On April 13, 2017, the Government of Canada introduced Bill C-46, which reformed the Criminal Code transportation regime as promised in the 2015 Liberal platform. The bill passed Parliament on June 20, 2018 and received Royal Assent on June 21, 2018. The new law will better deter and detect drug and alcohol-impaired driving. However, TIAC is mindful that this law will affect some non-resident travellers.

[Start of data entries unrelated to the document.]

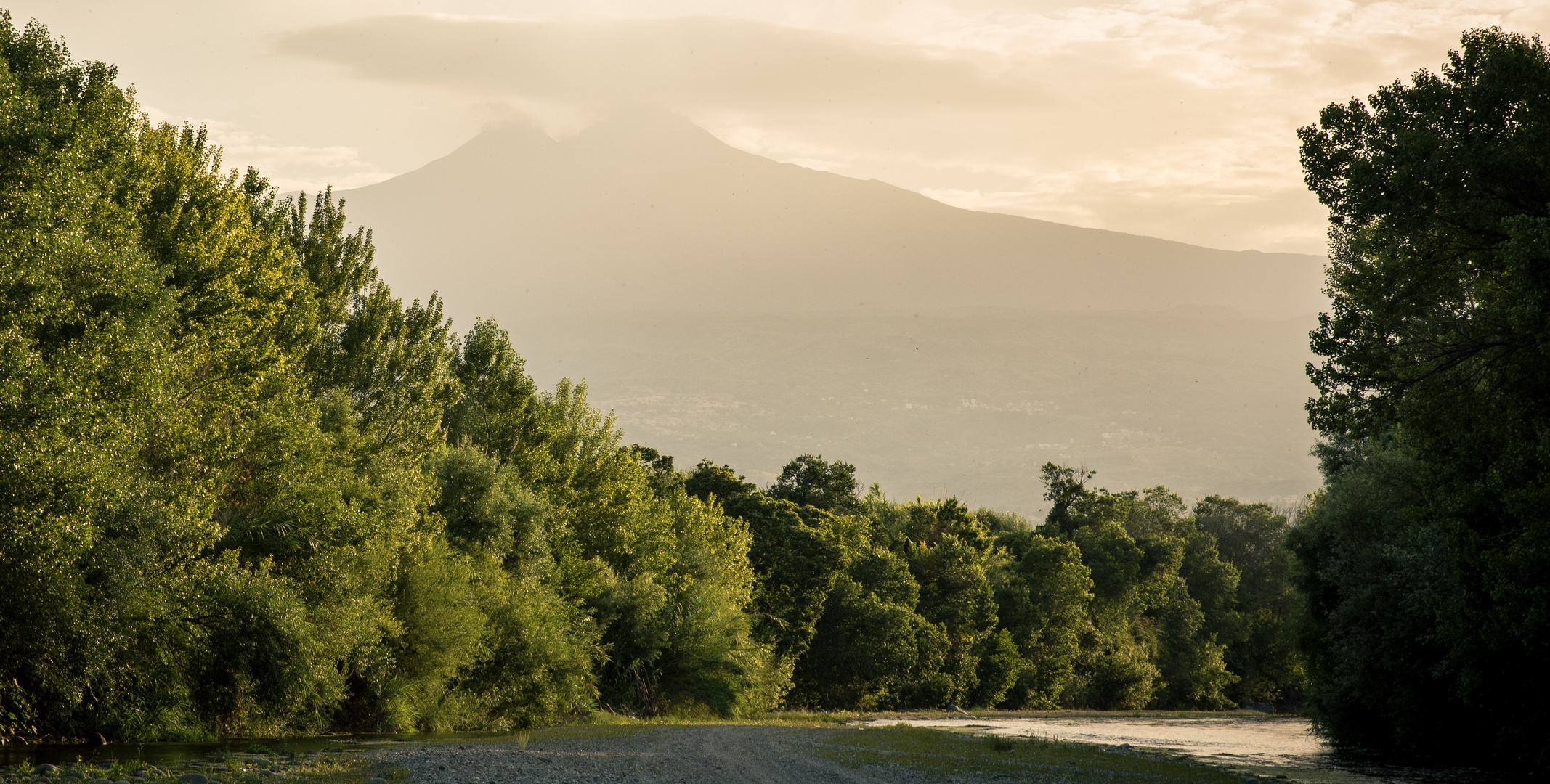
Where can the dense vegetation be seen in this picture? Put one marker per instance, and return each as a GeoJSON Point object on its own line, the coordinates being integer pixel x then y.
{"type": "Point", "coordinates": [246, 489]}
{"type": "Point", "coordinates": [1425, 560]}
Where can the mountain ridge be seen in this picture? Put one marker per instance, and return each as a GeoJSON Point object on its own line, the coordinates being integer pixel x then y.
{"type": "Point", "coordinates": [646, 211]}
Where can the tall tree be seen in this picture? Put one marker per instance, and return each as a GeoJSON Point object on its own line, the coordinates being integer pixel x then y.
{"type": "Point", "coordinates": [1427, 557]}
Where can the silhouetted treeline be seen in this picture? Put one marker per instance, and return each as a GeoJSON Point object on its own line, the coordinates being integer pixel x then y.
{"type": "Point", "coordinates": [1427, 557]}
{"type": "Point", "coordinates": [244, 489]}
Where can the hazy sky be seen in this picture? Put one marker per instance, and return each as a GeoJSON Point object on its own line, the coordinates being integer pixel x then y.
{"type": "Point", "coordinates": [1157, 117]}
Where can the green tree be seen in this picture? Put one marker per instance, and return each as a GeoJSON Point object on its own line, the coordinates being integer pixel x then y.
{"type": "Point", "coordinates": [1264, 654]}
{"type": "Point", "coordinates": [1161, 597]}
{"type": "Point", "coordinates": [1432, 394]}
{"type": "Point", "coordinates": [811, 481]}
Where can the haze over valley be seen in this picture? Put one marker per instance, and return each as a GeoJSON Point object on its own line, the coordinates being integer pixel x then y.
{"type": "Point", "coordinates": [732, 307]}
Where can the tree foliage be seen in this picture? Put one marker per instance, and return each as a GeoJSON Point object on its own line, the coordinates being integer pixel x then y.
{"type": "Point", "coordinates": [1425, 557]}
{"type": "Point", "coordinates": [247, 489]}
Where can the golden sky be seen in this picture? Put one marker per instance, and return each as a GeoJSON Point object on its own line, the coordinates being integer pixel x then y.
{"type": "Point", "coordinates": [1163, 118]}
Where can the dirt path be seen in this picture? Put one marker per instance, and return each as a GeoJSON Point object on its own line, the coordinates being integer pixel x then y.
{"type": "Point", "coordinates": [661, 755]}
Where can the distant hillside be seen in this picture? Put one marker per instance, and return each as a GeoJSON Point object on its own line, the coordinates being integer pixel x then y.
{"type": "Point", "coordinates": [650, 213]}
{"type": "Point", "coordinates": [965, 401]}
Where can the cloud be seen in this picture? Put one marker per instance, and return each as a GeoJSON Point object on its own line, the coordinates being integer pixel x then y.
{"type": "Point", "coordinates": [1172, 118]}
{"type": "Point", "coordinates": [687, 62]}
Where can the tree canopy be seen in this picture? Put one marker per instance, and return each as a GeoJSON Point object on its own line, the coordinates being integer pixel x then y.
{"type": "Point", "coordinates": [1425, 558]}
{"type": "Point", "coordinates": [247, 489]}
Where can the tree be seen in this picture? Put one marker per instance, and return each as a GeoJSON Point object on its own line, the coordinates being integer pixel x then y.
{"type": "Point", "coordinates": [1262, 653]}
{"type": "Point", "coordinates": [811, 481]}
{"type": "Point", "coordinates": [1161, 597]}
{"type": "Point", "coordinates": [1435, 394]}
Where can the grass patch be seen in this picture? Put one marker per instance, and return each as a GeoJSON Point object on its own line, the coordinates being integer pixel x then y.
{"type": "Point", "coordinates": [941, 754]}
{"type": "Point", "coordinates": [255, 766]}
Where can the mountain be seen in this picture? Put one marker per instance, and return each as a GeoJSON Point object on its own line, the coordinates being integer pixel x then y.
{"type": "Point", "coordinates": [646, 211]}
{"type": "Point", "coordinates": [746, 310]}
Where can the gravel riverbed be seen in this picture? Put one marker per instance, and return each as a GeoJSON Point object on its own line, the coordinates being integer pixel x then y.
{"type": "Point", "coordinates": [661, 755]}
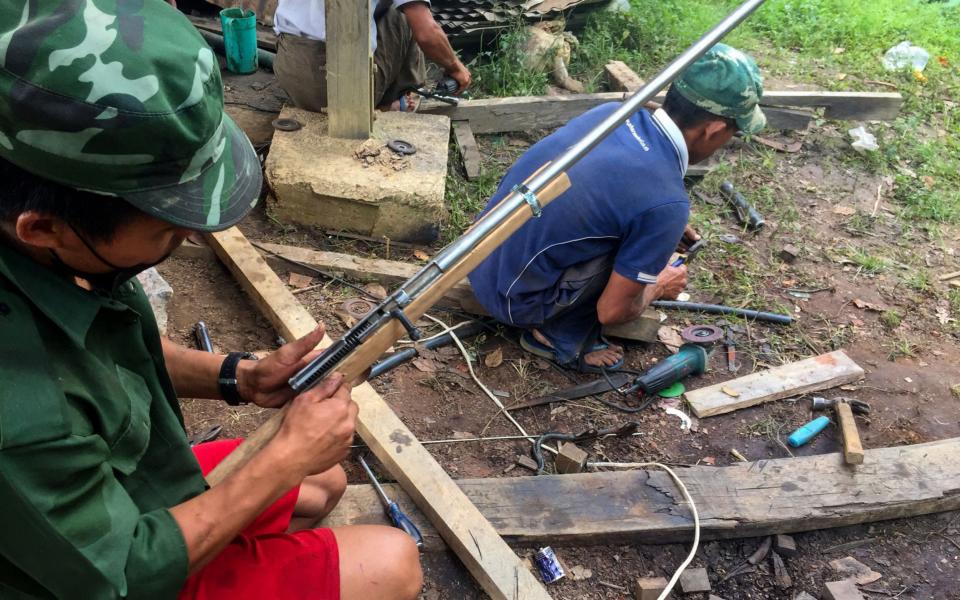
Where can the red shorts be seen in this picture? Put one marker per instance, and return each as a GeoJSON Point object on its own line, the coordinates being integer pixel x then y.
{"type": "Point", "coordinates": [264, 561]}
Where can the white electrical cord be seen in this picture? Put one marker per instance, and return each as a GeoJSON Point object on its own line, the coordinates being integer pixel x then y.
{"type": "Point", "coordinates": [686, 497]}
{"type": "Point", "coordinates": [486, 390]}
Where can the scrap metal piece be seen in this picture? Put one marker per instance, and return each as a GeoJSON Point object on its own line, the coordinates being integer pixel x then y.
{"type": "Point", "coordinates": [402, 147]}
{"type": "Point", "coordinates": [285, 124]}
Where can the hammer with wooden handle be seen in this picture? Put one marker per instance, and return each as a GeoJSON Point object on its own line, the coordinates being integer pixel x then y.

The biggest change will be that foreign nationals with equivalent foreign impaired driving convictions would no longer be eligible for ‘deemed rehabilitation’. Essentially, where Canada Border Services Agency (CBSA) officers used to be able to use discretion on the circumstances of the charges, they will now automatically be deemed inadmissible regardless of the circumstances. Because of this, tourism businesses who believe that this will impact their clients should make efforts to ensure that they are aware of the avenues they will need to take prior to travelling to Canada.
Under the new law subsection 320.19(1), the only avenue for rehabilitation available to a foreign national would be a formal application for rehabilitation, regardless of whether it is a single offence or the time passed since the offence. A foreign national could seek temporary relief by applying for a temporary resident permit (TRP). However, a higher level of ministerial authority – a superintendent at a port of entry (POE) – will be required and there is no guarantee that the TRP will be granted without the application for rehabilitation.
TIAC will continue to work with the CBSA and IRCC to help ensure that foreign visitors with convictions are informed of the new admissibility application process. We will monitor these reforms for negative impacts on our sectors, and will work with our partners and stakeholders to examine a reintroduction of “deemed rehabilitation” measures.